Die Fahrradklingel ist eine, in der Regel aus Metall gefertigte, helltönende Glocke, die am Fahrradlenker angebracht wird und durch einen manuellen Mechanismus ausgelöst wird um andere Verkehrsteilnehmer auf sich aufmerksam zu machen. Sie dient der allgemeinen Sicherheit im öffentlichen Straßenverkehr und ist in Deutschland gesetzlich vorgeschrieben, wohingegen andere Einrichtungen für Schallzeichen, wie etwa Hupen, nicht zulässig sind. Fahrradklingeln gibt es in verschiedenen Größen und mitunter äußerst lustigen und kreativen Designs, ausgestattet mit unterschiedlichen Läutwerken, wobei neben der sogenannten Chinesischen Sturmklingel und der Radlaufglocke, lediglich die „normale“ Lenkerklingel hierzulande erlaubt ist.

Die Sturmklingel: Das verbotene Warnsignal

Bei der Radlaufglocke, oder auch Sturmklingel genannt, wird das Läutwerk durch die Radbewegung mitgenommen, wobei die Klingel selbst dann mittels einer Schnur oder eines Bowdenzugs betätigt wird. Das akustische Signal, welches eine solche Klingel erzeugt, ist ausgesprochen laut, konstant und ähnelt dem einer Straßenbahn. 1960 wurde die Radlaufglocke aufgrund der Lärmbelästigung in Deutschland verboten. Außerdem ist sie nur bei Fahrt betriebsbereit, das Gesetz verlangt jedoch eine Klingel, die auch im Stand funktionstüchtig ist.

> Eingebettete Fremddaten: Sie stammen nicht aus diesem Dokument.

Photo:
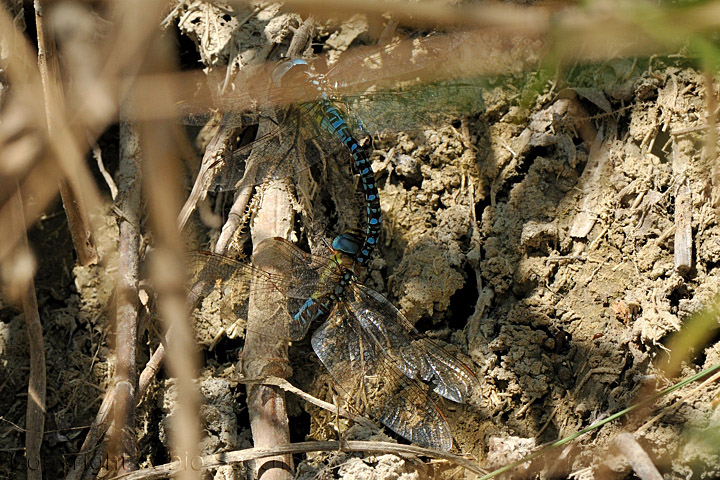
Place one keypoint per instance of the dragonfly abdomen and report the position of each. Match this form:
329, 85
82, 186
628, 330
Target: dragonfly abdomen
331, 119
334, 122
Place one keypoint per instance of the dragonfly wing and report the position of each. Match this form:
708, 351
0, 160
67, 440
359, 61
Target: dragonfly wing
417, 107
415, 354
361, 369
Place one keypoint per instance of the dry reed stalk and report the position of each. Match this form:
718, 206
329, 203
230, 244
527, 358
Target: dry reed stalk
162, 185
72, 196
124, 448
239, 456
35, 411
267, 354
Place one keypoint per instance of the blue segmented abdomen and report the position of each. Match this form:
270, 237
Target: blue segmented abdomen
334, 122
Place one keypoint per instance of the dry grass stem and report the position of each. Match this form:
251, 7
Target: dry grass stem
35, 410
637, 457
229, 458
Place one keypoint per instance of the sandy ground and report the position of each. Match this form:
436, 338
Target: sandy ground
536, 242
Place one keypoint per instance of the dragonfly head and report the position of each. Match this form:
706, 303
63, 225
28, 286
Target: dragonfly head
348, 242
290, 68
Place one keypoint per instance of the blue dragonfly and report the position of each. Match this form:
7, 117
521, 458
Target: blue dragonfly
311, 129
382, 364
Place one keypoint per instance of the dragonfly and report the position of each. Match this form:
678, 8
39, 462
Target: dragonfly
313, 128
383, 365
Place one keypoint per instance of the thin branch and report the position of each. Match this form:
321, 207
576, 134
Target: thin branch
637, 457
72, 196
239, 456
162, 185
35, 412
123, 445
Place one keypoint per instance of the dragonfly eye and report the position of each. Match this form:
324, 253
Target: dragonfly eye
296, 66
347, 243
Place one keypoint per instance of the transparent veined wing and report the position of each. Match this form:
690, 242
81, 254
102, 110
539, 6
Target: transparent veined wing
415, 354
372, 382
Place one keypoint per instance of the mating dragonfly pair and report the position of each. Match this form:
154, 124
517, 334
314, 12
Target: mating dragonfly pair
371, 350
364, 341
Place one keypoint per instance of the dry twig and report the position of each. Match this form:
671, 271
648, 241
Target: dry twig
229, 458
72, 196
35, 412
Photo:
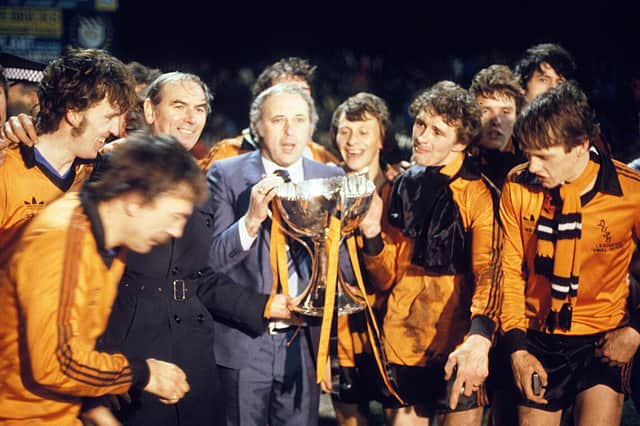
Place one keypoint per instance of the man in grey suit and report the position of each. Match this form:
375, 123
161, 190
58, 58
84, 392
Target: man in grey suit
269, 378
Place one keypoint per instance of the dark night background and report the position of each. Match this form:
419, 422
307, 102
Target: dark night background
393, 49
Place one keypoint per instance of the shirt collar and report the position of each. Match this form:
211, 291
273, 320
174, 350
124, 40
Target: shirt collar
90, 207
296, 171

Die mechanische Arbeitsweise der Fahrrad-Klingel macht Batterien oder eine andere elektrische Energieversorgung überflüssig, was auch zu einer dauerhaften und wartungsfreien Handhabung verhilft. Außerdem sind die Klingeln normalerweise wetterfest und robust gebaut, sodass sie in der Regel Jahrzehnte überdauern

Witzig: Die Fahrradklingel für Fußgänger

Eine lustige Idee, ist der Fahrradklingelton für das Handy. Damit kann man sich auf überfüllten Gehwegen ganz schnell Platz verschaffen, denn lahmende Fußgänger weichen einem nahenden Radfahrer doch sehr viel bereitwilliger und vor allem schneller aus, als einem eiligen Passanten.